화학공학소재연구정보센터
Energy & Fuels, Vol.34, No.9, 10641-10654, 2020
Investigation of Aging Processes in Bitumen at the Molecular Level with High-Resolution Fourier-Transform Ion Cyclotron Mass Spectrometry and Two-Dimensional Gas Chromatography Mass Spectrometry
Bitumen is a highly viscous and chemically complex petroleum-derived material, which is applied as a binder in road construction. However, the asphalt undergoes hardening, cracking, and embrittlement not only due to oxidative short-term aging during the mixing and paving process but also due to long-term aging during the service time of the pavement. In this study, chemical changes occurring during short-term aging, mimicked by a prolonged rotating flask procedure, are investigated for an artificial bitumen model at the molecular level. The model bitumen enables the application of two complementary analytical techniques for obtaining a comprehensive insight into the aging effects: high-resolution Fourier-transform ion cyclotron mass spectrometry (FT-ICR MS) coupled to thermogravimetry was applied to investigate the aging effects on polar to semipolar high-molecular-weight compounds ionized by atmospheric pressure chemical ionization. Aromatic core structures were analyzed by alternating collision-induced dissociation. In order to support structural assignments from FT-ICR MS data in the semivolatile region, comprehensive two-dimensional gas chromatography mass spectrometry (GC x GC-HRTOFMS) with electron ionization at 70 eV was applied for the group-type analysis and the investigation of particular chemical functionalities. Oxidation processes were revealed to be the prevalent reactions caused by short-term aging of the hydrocarbons (CH-class) and sulfur-containing classes.

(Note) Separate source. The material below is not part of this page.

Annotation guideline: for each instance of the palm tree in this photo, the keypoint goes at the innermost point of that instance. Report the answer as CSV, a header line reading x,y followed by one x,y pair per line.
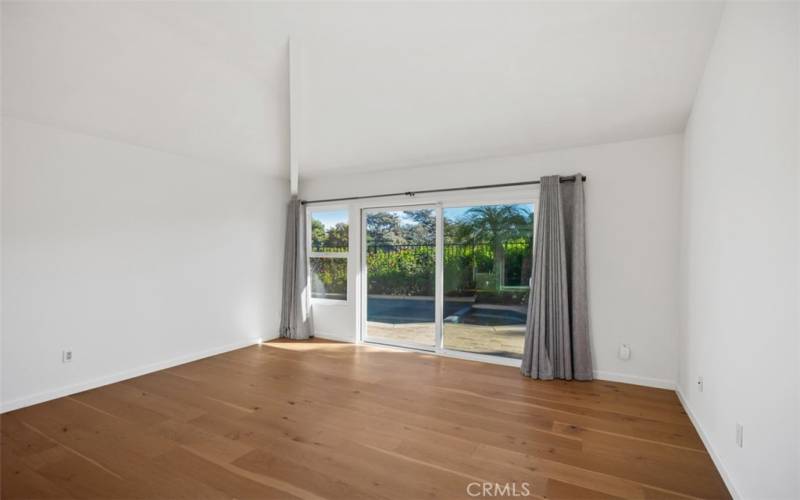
x,y
495,224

Aromatic species with low steric hindrance or activated carbon positions as well as high aromatic core structures are favorably oxidized, forming carbonyl functionalities. For molecules with one sulfur atom (S1-class), nonaromatic species such as tetrahydrothiophenes decrease, whereas aromatic S1-compounds remain constant. Nonaromatic S1O1-species tend to further oxidize, while higher aromatic species are formed with ongoing aging time. Moreover, this study highlights the aging behavior of nitrogen-containing compounds, such as carbazoles. A significant reduction of the N-classes was observed during aging, indicating thermal-induced condensation reactions as well as favored oxidation of highly aromatic core structures.